Beta Feedberry sedang dalam pengembangan aktif. Seluruh konten dapat diakses gratis.

8 MEI 2026
FEEDberryBISNIS · PASAR · KEBIJAKAN · INDONESIA

Intelijen keuangan AI untuk Indonesia.

Pertamina Pastikan Stok BBM Aman Meski Konflik Timur Tengah Mengancam Pasokan

Foto: Detik Finance — Gambar diambil dari sumber artikel asli untuk menghindari kesalahan informasi visual.

Beranda / Makro / Pertamina Pastikan Stok BBM Aman Meski Konflik Timur Tengah Mengancam Pasokan
Makro

Pertamina Pastikan Stok BBM Aman Meski Konflik Timur Tengah Mengancam Pasokan

Tim Redaksi Feedberry ·7 Mei 2026 pukul 15.34 · Confidence 5/10 · Sumber: Detik Finance ↗
Feedberry Score
8.7 / 10

Konflik Timur Tengah mengancam 20-30% pasokan energi Asia, termasuk Indonesia; Pertamina melakukan mitigasi, namun risiko rantai pasok dan harga tetap tinggi.

Urgensi 8
Luas Dampak 9
Dampak Indonesia 9

Ringkasan Eksekutif

Pertamina memastikan stok BBM dan LPG nasional aman meskipun konflik AS-Iran menutup Selat Hormuz, yang memasok sekitar 20% minyak mentah dan produk ke Asia. Direktur Manajemen Risiko Pertamina, Ahmad Siddik Badruddin, mengakui tantangan luar biasa karena negara-negara di dunia kini bersaing memperebutkan sumber energi alternatif. Pertamina telah melakukan mitigasi dengan mencari sumber minyak pengganti, meningkatkan produksi dalam negeri, dan memodifikasi operasi enam kilang. Pernyataan ini muncul di tengah kewaspadaan KSSK terhadap risiko energi dan tekanan pasar keuangan akibat konflik, serta harga minyak Brent yang berada di atas US$101 per barel.

Kenapa Ini Penting

Pernyataan Pertamina ini bukan sekadar jaminan rutin — ini sinyal bahwa eskalasi konflik Timur Tengah telah mencapai titik di mana manajemen risiko energi nasional diaktifkan secara penuh. Jika Selat Hormuz benar-benar tertutup dalam waktu lama, Indonesia yang mengimpor sekitar 20% kebutuhan minyak dari kawasan itu akan menghadapi tekanan ganda: biaya impor energi yang melonjak dan potensi gangguan pasokan yang bisa memicu inflasi serta menggerus daya beli.
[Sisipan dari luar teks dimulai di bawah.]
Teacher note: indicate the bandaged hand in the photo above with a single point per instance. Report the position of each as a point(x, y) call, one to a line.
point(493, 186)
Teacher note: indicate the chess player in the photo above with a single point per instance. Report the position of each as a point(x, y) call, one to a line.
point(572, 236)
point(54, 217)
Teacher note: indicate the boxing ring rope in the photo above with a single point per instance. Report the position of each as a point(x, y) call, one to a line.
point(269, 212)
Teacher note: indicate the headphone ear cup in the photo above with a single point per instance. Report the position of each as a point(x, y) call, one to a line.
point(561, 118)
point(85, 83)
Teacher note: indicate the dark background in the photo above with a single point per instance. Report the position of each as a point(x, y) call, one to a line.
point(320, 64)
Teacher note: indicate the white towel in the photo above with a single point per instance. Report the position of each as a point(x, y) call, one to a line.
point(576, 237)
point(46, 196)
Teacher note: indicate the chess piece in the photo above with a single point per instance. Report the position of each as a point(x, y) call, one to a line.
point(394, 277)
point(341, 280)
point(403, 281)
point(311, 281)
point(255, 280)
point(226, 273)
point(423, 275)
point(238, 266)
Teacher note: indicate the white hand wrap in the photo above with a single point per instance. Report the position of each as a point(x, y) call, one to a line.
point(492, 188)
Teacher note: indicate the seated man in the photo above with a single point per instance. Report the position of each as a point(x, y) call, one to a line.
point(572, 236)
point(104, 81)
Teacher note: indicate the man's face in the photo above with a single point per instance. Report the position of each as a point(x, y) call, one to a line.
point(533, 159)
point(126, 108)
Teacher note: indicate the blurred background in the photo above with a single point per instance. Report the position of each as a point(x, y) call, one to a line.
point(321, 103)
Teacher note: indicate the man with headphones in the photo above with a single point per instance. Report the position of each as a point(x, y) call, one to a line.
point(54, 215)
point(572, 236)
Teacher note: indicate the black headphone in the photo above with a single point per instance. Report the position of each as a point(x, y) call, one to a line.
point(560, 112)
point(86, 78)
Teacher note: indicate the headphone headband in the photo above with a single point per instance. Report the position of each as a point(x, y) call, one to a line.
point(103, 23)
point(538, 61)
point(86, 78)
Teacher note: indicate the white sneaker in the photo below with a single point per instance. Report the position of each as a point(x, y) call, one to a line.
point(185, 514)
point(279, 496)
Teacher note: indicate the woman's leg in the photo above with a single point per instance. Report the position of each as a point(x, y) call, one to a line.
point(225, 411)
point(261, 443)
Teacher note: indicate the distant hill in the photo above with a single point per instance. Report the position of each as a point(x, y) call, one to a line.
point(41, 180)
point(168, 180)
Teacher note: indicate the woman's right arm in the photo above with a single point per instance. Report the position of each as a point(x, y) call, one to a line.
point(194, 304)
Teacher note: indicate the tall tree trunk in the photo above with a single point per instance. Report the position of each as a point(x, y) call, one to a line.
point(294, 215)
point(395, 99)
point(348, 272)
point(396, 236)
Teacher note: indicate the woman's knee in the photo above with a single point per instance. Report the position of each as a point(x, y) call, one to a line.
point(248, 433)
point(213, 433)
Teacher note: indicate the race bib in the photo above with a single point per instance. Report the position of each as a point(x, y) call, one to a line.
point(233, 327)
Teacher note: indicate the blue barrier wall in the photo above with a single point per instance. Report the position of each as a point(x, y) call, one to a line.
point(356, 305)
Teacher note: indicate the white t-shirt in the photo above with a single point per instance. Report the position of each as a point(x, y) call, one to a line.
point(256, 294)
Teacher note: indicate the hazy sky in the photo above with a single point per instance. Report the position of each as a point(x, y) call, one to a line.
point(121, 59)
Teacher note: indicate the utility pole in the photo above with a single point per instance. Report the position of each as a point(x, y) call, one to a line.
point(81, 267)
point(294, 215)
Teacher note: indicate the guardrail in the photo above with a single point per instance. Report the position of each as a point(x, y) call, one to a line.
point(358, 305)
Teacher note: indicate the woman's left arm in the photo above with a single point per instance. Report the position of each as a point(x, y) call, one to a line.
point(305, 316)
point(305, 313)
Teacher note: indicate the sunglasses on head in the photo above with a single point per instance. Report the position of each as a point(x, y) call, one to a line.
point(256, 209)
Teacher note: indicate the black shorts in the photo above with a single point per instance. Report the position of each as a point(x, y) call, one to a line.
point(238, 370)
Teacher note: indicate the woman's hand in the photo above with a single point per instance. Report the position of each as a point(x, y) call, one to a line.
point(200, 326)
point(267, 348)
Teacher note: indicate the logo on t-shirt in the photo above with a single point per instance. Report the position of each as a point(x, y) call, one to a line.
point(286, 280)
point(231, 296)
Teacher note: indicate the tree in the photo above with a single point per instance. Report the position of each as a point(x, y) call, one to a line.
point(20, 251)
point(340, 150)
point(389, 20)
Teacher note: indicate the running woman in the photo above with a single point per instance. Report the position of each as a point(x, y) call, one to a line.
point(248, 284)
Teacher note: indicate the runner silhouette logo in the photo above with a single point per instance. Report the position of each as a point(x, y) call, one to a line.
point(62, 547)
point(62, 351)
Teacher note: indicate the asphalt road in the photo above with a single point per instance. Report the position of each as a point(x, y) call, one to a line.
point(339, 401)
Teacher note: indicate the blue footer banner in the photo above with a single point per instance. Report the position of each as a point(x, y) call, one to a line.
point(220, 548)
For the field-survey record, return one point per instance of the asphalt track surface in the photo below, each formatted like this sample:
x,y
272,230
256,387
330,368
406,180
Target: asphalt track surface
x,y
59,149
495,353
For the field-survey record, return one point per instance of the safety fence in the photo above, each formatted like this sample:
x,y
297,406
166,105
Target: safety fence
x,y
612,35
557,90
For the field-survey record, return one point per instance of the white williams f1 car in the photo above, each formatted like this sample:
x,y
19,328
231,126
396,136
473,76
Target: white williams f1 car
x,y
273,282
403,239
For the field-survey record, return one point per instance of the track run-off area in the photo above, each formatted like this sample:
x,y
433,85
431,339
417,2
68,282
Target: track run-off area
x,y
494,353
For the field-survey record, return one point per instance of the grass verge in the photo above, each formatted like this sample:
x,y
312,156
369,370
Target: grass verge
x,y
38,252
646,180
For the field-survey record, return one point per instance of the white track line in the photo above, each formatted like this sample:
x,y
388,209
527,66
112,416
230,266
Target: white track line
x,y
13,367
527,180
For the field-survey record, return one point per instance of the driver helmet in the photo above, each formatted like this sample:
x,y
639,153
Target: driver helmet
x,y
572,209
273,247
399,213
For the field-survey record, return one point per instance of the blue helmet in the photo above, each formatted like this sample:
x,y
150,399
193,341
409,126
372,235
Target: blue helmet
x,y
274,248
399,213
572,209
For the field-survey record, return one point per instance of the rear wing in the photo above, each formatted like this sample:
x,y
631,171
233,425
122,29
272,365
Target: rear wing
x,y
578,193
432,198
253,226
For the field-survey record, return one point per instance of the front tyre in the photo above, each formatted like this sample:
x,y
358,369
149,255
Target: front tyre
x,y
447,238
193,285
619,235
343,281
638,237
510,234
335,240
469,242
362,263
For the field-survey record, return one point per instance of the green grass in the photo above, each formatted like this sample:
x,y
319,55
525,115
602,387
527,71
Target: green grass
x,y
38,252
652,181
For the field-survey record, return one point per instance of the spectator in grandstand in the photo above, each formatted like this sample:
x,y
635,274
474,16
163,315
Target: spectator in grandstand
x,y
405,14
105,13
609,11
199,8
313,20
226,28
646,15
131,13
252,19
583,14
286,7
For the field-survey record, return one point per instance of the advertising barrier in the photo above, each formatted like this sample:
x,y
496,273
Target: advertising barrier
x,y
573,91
Ini juga menjelaskan mengapa KSSK dan Bank Indonesia meningkatkan kewaspadaan — stabilitas energi adalah prasyarat bagi target pertumbuhan ekonomi 2026 yang ambisius.

Dampak Bisnis

  • Emiten transportasi dan logistik (seperti ASII, GIAA) akan menghadapi kenaikan biaya operasional jika harga BBM non-subsidi ikut naik akibat tekanan pasokan global, yang bisa menekan margin laba.
  • Sektor manufaktur padat energi (semen, keramik, pupuk) berisiko mengalami peningkatan biaya produksi, terutama jika pasokan gas atau BBM industri terganggu — ini bisa memicu penyesuaian harga jual atau penurunan margin.
  • Dalam jangka 3-6 bulan, jika konflik berlanjut, tekanan pada APBN akan meningkat karena subsidi energi membengkak, berpotensi menggeser alokasi belanja modal dan program sosial lainnya.

Yang Perlu Dipantau

  • Yang perlu dipantau: perkembangan konflik AS-Iran dan status operasional Selat Hormuz — penutupan berkepanjangan akan memicu kenaikan harga minyak global yang signifikan.
  • Risiko yang perlu dicermati: kemampuan Pertamina mencari sumber minyak alternatif — jika gagal, cadangan strategis bisa terkuras lebih cepat dari perkiraan.
  • Sinyal penting: harga minyak Brent dan rupiah — kombinasi minyak naik dan rupiah melemah akan memperparah biaya impor energi dan tekanan inflasi.

Analisis ini dibuat oleh sistem AI Feedberry berdasarkan sumber berita publik dan tidak merupakan saran investasi atau keputusan bisnis. Selalu verifikasi dengan sumber primer.